TeXnical Writing Part 4: Math

TeXnical Writing Part 4: Math


March 26, 2021


BellSoft Blog Disclaimer

Welcome back! In the previous part of this series we developed a plain Markdown editor and preview panel; in this part we’re going to focus on rendering equations and formulas in our application based on Liberica JDK.

Before we jump in, let’s review a brief history of mathematical typesetting followed by some important terminology that we’ll encounter later on in this article.

Introduction

Before computer-based typesetting, much of mathematics was put to page by hand. Professional typesetters, who were often expensive and usually not mathematicians, would inadvertently introduce typographic errors into equations. Phototypesetting technology improved upon hand-typesetting, but well-known computer scientist Donald Knuth—whose third volume of The Art of Computer Programming was phototypeset in 1976—expressed dissatisfaction with its typographic quality. He set himself two goals: let anyone create high-quality books without much effort and provide software that typesets consistently on all capable computers. Two years later, he released a typesetting system and a font description language: TeX and METAFONT, respectively.

In TeX, a control sequence is a backslash followed by some text; TeX defines about 900 control sequences. Example control sequences are: \frac, \", \hskip, and \input. These control sequences are further categorized into control words, control symbols, primitives, registers, macros, and more.

A macro, short for macro instruction, is a control sequence that invokes one or more control sequences to perform a task. TeX is powered by a sophisticated macro language that forms the foundation for larger TeX engines—such as LuaTeX, pdfTeX, and XeTeX—as well as for document formats like ConTeXt and LaTeX.

We’ve seen how structured plain text formats—AsciiDoc, Markdown, and similar—separate content from presentation. In practice, documents written in LaTeX typically inextricably intertwine prose with formatting; ConTeXt makes keeping the two separate much easier.

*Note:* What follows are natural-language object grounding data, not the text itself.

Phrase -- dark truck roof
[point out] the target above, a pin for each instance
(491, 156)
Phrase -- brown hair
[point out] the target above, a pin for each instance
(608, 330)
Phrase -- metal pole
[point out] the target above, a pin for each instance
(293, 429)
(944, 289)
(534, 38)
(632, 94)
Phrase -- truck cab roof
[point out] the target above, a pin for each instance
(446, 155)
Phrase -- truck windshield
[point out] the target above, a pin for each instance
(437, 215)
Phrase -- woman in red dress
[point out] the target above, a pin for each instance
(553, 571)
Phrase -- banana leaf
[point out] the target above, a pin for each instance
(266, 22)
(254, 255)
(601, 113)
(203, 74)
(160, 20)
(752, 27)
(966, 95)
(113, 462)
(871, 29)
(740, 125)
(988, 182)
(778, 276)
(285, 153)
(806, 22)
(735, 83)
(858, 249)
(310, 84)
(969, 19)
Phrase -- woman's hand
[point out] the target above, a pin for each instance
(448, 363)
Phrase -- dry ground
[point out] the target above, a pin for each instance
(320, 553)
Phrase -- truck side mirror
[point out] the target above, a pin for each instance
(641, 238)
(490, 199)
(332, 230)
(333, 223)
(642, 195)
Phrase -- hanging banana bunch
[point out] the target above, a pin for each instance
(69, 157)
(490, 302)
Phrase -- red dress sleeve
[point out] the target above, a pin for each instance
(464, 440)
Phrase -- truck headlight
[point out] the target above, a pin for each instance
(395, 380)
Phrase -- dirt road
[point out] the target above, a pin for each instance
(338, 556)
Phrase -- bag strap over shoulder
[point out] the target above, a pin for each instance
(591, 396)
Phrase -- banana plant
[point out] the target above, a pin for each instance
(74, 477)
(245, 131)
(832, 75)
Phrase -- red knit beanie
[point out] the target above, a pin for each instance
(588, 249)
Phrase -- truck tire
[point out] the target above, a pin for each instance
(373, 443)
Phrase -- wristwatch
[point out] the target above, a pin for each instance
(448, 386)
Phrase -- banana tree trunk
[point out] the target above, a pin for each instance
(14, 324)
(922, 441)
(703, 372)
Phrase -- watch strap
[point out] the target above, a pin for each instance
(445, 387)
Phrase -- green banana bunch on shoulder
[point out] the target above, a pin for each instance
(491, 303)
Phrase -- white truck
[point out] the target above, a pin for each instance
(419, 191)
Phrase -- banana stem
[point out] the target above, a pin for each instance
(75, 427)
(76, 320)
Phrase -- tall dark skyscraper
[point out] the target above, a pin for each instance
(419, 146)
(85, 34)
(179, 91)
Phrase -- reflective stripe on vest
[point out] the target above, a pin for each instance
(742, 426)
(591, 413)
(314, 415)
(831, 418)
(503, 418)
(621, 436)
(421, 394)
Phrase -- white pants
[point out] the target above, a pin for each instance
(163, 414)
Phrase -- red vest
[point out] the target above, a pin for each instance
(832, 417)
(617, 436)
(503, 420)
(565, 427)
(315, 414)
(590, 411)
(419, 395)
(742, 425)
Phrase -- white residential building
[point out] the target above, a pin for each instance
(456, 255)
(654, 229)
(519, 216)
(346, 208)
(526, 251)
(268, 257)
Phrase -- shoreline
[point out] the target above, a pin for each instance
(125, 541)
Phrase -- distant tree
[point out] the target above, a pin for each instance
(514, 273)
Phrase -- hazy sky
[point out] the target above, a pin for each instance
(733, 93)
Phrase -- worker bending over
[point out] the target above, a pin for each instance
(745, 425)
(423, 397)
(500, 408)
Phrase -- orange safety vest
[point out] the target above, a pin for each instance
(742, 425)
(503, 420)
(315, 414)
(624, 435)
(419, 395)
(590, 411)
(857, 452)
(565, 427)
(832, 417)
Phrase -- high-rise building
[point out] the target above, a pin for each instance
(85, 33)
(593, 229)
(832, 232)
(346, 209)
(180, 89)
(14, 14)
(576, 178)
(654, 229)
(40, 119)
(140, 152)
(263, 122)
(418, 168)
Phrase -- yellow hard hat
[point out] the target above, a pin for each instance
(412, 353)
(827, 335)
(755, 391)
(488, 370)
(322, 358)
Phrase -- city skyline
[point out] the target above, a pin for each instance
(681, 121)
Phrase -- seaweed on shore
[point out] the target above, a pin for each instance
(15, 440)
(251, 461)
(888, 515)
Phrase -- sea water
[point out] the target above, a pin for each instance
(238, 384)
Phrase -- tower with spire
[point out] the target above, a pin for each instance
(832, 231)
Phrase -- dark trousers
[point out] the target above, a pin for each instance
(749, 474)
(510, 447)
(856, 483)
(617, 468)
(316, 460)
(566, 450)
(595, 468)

In this spirit, we’re going to integrate a subset of TeX control sequences that are not tied to a specific format (e.g., ConTeXt or LaTeX), to keep open the possibility of using any engine to typeset and stylize a document written in a structured plain text format. We only need a subset because displaying a simple equation covers the most common use case; integrating a complete TeX typesetting engine is well outside of our project’s scope.

Java TeX Engines

Having opted to develop a Java-based Markdown editor with JavaFX, using a free, open-source, pure Java solution to convert TeX macro equations into SVG images will simplify application development and distribution. At first blush, there are a number of candidate implementations. Let’s take a closer look at the high-level technical details of each to assess their suitability for inclusion.

New Typesetting System

The New Typesetting System (NTS) is a rewrite of TeX intended to be functionally compatible while offering a modular framework for experimentation and extensions. This implementation would have to be modified to export equations in a vector format. NTS produces page-oriented output for DeVice Independent (DVI) files, so we’d need a second pass to convert from DVI to SVG. Even though libraries exist for such a task, a single pass is preferred because we’d like to render thousands of equations in real time—two passes may be too slow, architecturally.

εχTeX

εχTeX is an incredible implementation that builds upon the experiences of developers involved with NTS. When asked about SVG output, the project maintainer suggested creating a new back-end:

Maybe [start with] the rudimentary [PostScript] back-end. […] I assume that the level of abstraction is too low for a clean and readable SVG. Thus I would define or redefine TeX/LaTeX/ConTeXt macros — something along the lines of the Unit modules. Instead of passing control too [deeply] into the (unfinished) typesetter, I would generate the output earlier. Or write a new typesetter…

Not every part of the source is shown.